Epupa Falls – Himba Tribe

The Himba are a semi-nomadic tribe whose existence centres on herding and breeding sheep, cattle and goats. The women are known for covering their bodies with otjize, a mixture of butter fat and ochre which gives their skin and plaited hair a reddish tinge. Traditionally both men and women go topless and wear skirts or loincloths made of animal skins.

🙂 Fascinating culture.

🙁 Knocking teeth out at 11yrs. FGM. Child marriage. People who rip you off.

Monday, 4 January 2021: Epupa Falls – Himba Village 31C

Up before 07h00 to watch the glorious sun rise and enjoyed coffee and rusks next to the river.

Anna took us to the small village shop where a goat was being freshly slaughtered to celebrate the end of the school year for local students.

SO hot, Lay by the pool. Friendly Ovambu girls offered to do our washing and the girls hair. Once they had our money they were no longer as friendly and did not bring our washed clothing back to us so that we had to spend an hour trying to find it – so unnecessary and unpleasant. We had been warned not to use them and now we know why.

Life is hectic here. Anna, the hostess at the Epupa Falls Lodg told us that Ovambu men often murder their wives! Her previous colleague had been a lovely, calm man who she enjoyed working with. However, on 15 December he had stabbed his girlfriend and cut off her head and sent it by courier to her Mother in Windhoek because she had broken up with him. He had locked their 2 and 5 year old children with the decapitated body until the police found them days later!! He had hung himself before the police could get to him … Nightmare story. She herself has three children from her ex and has escaped from him and he does not know where she is as she lives in fear as he has told her he will kill her when he finds her because she left him. A different world.

We were then collected to go and visit the local Himba Village. We were concerned that it would be a tacky tourist experience. It was not – very authentic. Although the Himba do still practice their way of life they do open their villages to tourists as a source of income. The way that the hair is worn and decorated indicates the age of the child. At about 12 years old the hair at the front is divided and then pulled into the ponytails at the back.

The Himba Tribe are indigenous peoples with an estimated population of about 50,000 people living in northern Namibia, in the Kunene Region (formerly Kaokoland) and on the other side of the Kunene River in southern Angola. They are predominantly livestock farmers and count their wealth in terms of cattle. Women tend to do all the labour intensive jobs (collecting water, milking cows, collecting firewood etc) while the men tend livestock or leave home for extended periods to hold council with neighbouring tribal chiefs. The Chief of the village that we visited proudly told us that he had 36 children, 8 with the one wife and 4 with the other and all the other children were from his many lovers.

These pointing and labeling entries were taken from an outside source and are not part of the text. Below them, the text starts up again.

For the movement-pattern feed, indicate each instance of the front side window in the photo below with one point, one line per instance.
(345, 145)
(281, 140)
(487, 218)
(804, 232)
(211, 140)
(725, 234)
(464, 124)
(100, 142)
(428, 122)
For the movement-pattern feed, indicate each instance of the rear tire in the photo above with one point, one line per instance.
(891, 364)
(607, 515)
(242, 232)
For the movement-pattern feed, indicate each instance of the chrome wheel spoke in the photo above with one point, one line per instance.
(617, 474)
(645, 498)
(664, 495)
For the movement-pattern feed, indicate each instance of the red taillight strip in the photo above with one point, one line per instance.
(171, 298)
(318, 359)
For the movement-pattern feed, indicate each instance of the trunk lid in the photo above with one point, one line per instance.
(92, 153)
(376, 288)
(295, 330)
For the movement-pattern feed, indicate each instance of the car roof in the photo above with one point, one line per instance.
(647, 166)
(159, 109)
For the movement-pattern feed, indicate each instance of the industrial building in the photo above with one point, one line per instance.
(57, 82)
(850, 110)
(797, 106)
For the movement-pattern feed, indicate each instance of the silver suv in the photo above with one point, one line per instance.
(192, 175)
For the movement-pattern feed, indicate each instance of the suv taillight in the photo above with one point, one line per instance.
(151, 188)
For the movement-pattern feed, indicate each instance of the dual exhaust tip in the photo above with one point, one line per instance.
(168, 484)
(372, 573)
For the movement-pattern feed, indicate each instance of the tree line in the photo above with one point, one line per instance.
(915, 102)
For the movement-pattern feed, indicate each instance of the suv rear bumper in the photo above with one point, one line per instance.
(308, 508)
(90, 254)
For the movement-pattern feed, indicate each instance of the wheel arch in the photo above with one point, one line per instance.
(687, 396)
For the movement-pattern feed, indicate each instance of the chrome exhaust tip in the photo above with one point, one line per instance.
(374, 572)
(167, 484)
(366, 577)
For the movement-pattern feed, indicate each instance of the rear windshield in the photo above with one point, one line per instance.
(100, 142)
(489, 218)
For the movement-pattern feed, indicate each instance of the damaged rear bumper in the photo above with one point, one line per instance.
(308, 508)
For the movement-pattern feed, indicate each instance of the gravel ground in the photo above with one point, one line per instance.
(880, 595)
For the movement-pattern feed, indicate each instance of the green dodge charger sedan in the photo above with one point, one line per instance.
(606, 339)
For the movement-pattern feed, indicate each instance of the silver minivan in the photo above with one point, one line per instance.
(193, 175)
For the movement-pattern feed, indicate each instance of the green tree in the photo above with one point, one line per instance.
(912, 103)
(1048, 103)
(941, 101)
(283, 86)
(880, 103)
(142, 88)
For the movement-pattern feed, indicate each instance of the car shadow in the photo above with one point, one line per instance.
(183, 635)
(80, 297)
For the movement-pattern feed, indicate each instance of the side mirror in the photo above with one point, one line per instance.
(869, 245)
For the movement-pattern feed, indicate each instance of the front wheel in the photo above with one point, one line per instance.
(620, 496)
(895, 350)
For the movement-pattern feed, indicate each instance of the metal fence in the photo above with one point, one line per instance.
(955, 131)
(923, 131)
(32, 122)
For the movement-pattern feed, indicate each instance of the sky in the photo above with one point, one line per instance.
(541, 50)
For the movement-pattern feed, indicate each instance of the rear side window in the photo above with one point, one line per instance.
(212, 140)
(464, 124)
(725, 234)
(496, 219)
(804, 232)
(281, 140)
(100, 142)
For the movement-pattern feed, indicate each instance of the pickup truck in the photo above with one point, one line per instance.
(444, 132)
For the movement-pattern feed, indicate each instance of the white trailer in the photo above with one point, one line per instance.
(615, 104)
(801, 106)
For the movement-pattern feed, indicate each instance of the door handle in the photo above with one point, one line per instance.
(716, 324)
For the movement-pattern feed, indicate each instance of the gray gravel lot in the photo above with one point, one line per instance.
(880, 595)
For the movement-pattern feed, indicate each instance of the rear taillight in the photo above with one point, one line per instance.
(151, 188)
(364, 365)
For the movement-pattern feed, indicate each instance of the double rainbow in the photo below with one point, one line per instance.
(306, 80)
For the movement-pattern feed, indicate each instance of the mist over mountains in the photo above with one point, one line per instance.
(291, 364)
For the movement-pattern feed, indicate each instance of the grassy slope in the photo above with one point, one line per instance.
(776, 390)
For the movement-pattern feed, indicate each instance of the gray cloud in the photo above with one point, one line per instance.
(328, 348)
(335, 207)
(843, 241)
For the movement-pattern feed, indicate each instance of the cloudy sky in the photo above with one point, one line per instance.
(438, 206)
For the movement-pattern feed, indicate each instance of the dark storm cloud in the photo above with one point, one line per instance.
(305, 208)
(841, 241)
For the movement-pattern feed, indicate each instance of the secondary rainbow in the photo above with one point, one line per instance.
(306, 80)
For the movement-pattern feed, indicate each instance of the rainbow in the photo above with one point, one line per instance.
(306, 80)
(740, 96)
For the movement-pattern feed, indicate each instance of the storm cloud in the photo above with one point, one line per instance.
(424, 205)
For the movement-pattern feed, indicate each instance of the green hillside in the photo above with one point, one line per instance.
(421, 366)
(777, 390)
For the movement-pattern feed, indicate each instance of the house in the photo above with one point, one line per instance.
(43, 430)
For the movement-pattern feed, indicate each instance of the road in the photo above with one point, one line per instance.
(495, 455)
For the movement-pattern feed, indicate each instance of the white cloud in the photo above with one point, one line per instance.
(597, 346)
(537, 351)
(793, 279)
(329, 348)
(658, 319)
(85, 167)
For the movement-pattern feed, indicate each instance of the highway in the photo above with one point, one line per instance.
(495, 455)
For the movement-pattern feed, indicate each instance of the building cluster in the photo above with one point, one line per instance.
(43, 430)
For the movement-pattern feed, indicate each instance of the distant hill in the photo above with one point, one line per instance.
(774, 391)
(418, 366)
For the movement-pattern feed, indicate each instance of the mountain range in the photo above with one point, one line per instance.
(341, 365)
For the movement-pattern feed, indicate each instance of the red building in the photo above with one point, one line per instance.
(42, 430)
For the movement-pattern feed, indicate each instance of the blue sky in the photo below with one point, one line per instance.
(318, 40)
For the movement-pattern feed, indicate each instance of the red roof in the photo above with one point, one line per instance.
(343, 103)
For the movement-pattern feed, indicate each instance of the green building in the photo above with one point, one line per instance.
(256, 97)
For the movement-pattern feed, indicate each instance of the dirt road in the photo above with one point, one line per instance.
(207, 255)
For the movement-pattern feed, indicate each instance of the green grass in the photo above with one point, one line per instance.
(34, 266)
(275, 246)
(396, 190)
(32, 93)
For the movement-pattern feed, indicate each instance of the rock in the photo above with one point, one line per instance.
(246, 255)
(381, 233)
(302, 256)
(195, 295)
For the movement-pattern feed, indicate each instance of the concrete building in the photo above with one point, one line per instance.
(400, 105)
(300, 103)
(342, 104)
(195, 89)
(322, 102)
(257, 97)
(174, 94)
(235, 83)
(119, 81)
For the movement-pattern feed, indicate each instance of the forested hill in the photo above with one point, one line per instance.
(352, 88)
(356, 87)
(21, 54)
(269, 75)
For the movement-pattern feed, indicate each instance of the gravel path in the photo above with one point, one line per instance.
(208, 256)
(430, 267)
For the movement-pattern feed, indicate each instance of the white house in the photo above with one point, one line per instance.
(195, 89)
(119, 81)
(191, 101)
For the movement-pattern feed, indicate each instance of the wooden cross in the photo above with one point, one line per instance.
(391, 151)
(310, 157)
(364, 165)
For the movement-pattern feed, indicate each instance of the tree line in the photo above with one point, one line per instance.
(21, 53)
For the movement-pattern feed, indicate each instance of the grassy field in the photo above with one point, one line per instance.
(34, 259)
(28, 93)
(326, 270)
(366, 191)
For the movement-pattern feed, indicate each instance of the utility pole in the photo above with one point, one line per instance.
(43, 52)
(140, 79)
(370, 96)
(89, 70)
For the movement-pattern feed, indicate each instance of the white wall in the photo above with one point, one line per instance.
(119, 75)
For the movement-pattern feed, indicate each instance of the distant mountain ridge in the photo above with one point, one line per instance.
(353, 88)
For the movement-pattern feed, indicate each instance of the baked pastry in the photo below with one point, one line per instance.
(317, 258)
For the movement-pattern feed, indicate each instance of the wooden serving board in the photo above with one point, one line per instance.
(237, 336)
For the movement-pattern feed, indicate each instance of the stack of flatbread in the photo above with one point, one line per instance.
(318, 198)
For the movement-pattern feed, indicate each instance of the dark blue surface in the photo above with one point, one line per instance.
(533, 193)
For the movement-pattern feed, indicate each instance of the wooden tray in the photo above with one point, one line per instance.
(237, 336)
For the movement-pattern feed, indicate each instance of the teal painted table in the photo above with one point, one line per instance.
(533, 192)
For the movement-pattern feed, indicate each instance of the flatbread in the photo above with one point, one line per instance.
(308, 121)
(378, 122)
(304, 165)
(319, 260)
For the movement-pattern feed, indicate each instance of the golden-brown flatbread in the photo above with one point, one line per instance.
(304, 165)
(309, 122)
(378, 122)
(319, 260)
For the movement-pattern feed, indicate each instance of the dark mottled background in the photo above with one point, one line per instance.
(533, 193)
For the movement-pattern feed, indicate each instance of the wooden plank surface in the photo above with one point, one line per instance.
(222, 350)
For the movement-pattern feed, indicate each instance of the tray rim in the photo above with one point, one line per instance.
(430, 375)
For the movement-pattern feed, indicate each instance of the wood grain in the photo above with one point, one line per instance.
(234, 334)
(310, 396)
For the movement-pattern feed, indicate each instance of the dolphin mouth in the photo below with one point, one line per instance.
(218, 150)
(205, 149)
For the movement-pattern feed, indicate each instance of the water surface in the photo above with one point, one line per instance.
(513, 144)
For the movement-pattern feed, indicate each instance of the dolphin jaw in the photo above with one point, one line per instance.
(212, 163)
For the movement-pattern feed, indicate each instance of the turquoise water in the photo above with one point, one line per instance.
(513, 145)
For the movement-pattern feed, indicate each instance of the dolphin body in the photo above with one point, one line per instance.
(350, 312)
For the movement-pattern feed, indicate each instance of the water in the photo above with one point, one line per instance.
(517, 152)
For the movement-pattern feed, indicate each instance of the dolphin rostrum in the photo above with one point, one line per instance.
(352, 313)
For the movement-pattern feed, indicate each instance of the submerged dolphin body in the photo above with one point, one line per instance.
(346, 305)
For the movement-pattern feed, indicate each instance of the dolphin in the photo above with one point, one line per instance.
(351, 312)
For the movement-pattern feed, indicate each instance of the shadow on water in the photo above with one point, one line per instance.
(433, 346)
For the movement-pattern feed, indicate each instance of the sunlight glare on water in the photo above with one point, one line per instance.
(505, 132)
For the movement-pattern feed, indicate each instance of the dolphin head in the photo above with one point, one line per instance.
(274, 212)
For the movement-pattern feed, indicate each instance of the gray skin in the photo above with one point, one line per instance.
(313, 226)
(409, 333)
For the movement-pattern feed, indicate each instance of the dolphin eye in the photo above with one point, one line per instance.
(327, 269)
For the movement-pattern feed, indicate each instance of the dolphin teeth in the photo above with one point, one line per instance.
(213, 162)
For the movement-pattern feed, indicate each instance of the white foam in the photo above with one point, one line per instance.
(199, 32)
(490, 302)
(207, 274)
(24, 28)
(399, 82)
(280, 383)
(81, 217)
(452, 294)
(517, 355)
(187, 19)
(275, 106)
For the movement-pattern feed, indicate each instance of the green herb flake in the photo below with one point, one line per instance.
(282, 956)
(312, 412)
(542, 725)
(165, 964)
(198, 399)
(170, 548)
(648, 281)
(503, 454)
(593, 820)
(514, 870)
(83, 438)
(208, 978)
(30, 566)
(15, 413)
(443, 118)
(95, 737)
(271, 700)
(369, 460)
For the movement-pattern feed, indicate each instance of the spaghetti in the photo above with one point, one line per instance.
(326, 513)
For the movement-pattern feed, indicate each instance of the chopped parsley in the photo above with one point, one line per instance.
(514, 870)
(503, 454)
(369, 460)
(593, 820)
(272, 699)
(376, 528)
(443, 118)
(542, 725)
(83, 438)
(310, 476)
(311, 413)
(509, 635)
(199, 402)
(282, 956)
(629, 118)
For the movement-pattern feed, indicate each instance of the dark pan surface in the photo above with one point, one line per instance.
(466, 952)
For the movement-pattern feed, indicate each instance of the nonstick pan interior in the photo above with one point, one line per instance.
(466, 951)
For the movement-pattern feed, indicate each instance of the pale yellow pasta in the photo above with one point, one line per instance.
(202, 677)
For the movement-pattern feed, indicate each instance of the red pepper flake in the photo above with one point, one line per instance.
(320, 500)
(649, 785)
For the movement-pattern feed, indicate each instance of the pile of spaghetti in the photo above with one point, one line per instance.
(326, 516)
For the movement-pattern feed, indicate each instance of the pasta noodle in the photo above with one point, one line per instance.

To honour the cow, the bottom 4 teeth are knocked out with a stick when both boys and girls are about 11 years old in a ceremony around the ‘sacred fire’. (Apparently this assists in the proper pronunciation of certain words!) Circumcision is practised on both boys and girls. Girls are married off to male partners selected by their fathers once they attain puberty, often to older men who are relatives. Here you can see our guide’s smile. He says he remembers the day his teeth were knocked out vividly and that he couldn’t cry despite the intense pain.

Once a girl reaches puberty she never bathes with water again, instead they use smoke from the sacred fire and cover themselves with otjize paste, a cosmetic mixture of butterfat and ochre pigment which actually smells really good as it is perfumed from the aromatic resin of the omuzumba shrub.

This is also used in their hair which is braided. Their skins are exquisitely smooth and the women are incredibly beautiful. Men usually have at least two wives and many lovers and they do not tolerate jealousy between the women. It is customary to offer the wife to a male guest who is visiting, known as the Okujepisa Omukazendu treatment.

The girls who had babies were still beautiful young teenagers. It was an incredibly interesting visit but left the girls and I feeling quite disturbed and feeling very grateful that we were not born into this culture.

While on the Himba Tour the chief had told us that he was considering giving his 12 year old daughter away in marriage to a American guy who was willing to pay a lot of money. The Chief said he would do so once she had her first period. Anna pointed out the old grey disgusting man who was eating dinner at the Lodge and talking loudly in his accent – he was the man who had come to take the child. Made our blood boil.

The cool breeze was lovely while we ate a delicious lunch of chicken salad before heading back to the pool to recover from the heat. Paul started a potjie and left it to simmer. We walked to the Himba Village where they were still selling authentic Himba items (not Chinese trinkets).

We were then driven to a sunset vista for sundowners and we could see where Jeremy Clark and the team had hoisted their vehicle. Stunning sunset and vista.

The baobab tree is covered in names – sadly these are all of deceased people who have either been taken by crocodiles or drowned in the river. Tom, the African guide showed us the pam where his brother had been taken cy a crocodile. His other brother and nephew were also taken by crocs!!

By the time we got back our delicious potjie was ready to be eaten!